Does anyone know if this information correct? Also, I can't find much about their compatibility with other fish, any info on that?

I'm seriously considering getting one for my future tank when I have my own place  But of course I want to make sure I can take care of it!


----------



## Spazzfish (Feb 12, 2012)

I want one of these guys too ive been on sites that say they need a 100 gallon tank i have heard that males can be kept in smaller tanks though. I am tottaly getting one though!


----------



## copperarabian (Apr 27, 2011)

the info seems correct other then the 50+, a 50g really isn't that big and for a fully grown black ghost knife to thrive t would probably need a 100g. They are nocturnal and prefer a low light aquarium


----------



## thekoimaiden (Oct 19, 2011)

It seems mostly correct aside from them needing a 50 gal aquarium. They are a fish that produces electrical current using their muscles, but because of the method they use, they have an inflexible spine and need a tank that is at least twice as wide as they are long. For an adult this is over 200 gallons. I really wish they wouldn't sell these fish at Petsmart. It's not a fish for your standard home aquarium. 

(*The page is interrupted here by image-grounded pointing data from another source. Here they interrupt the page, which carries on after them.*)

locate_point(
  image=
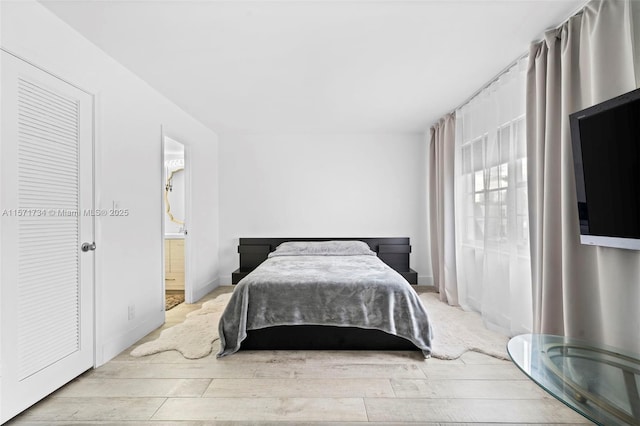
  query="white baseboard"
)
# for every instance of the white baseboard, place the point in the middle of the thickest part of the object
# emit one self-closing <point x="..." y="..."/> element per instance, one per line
<point x="115" y="346"/>
<point x="202" y="291"/>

TFK profile for black ghost knife fish


----------



## Olympia (Aug 25, 2011)

+1 TKM.

Typing it in, twice as wide, 3 times as long, 3 feet high (considering a 20" adult). Comes out at 450 gallons. It's not about amount of water in this case, it's about dimensions to keep this fish comfortable. As stated, this fish cannot bend it's spine.
Yes it's an electric fish, but it doesn't kill with electricity from what I know. Progressing into adulthood they lose their vision and they rely on the electric signals to see.
If you need some convincing, just YouTube some videos of how these fish move. It's quite unusual.

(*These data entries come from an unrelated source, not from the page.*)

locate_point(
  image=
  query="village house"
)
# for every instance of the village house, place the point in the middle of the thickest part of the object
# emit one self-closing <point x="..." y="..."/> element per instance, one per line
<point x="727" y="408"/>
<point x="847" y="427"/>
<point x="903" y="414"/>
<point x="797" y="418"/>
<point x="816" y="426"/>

This fish does not belong in the hobby. Sorry to say. Almost all of them will die really young.
_Posted via Mobile Device_


----------



## miish (Nov 13, 2011)

Thanks for the information guys! Sorry I didn't reply right away! 
So bigger tank. I want to have a big tank in the future so it may still work.
Yeah I saw them in a pet store and I was so intrigued by them! I'll keep the tank size in mind if I ever plan on getting one!


----------



## kfryman (Nov 7, 2011)

they need like a two foot depth tank so they can turn around when bigger, forgot the reason though lol, it is something with their spine???

They are really fascinating, but I like keeping small fish as you can have more, unless they are rainbows or angels...


----------



## Olympia (Aug 25, 2011)

A tank of such proportions should be custom ordered.
_Posted via Mobile Device_


----------



## oceanganatra (Jan 31, 2018)

No don't have Ghost fish with Betta. 5 minute ago i have added and Betta Killed Ghost Fish Baby Fish. Now feeling sad.


----------



## ThatFishThough (Jan 15, 2016)

Hey. Not sure what you mean by Ghost Fish Baby Fish, do you mean a Black Knife? Or a Glass Catfish?; but this is a 6-year-old thread. If you have questions, it would be far better to start a new thread.


----------



## oceanganatra (Jan 31, 2018)

a Black Knife Yes Ghost Fish Baby I have added and with in 15 minute Betta bite and Knife Fish Died. Very Sad and I am very much Angry on Betta. Now Single Betta I have with 10 Gallon Tank.


----------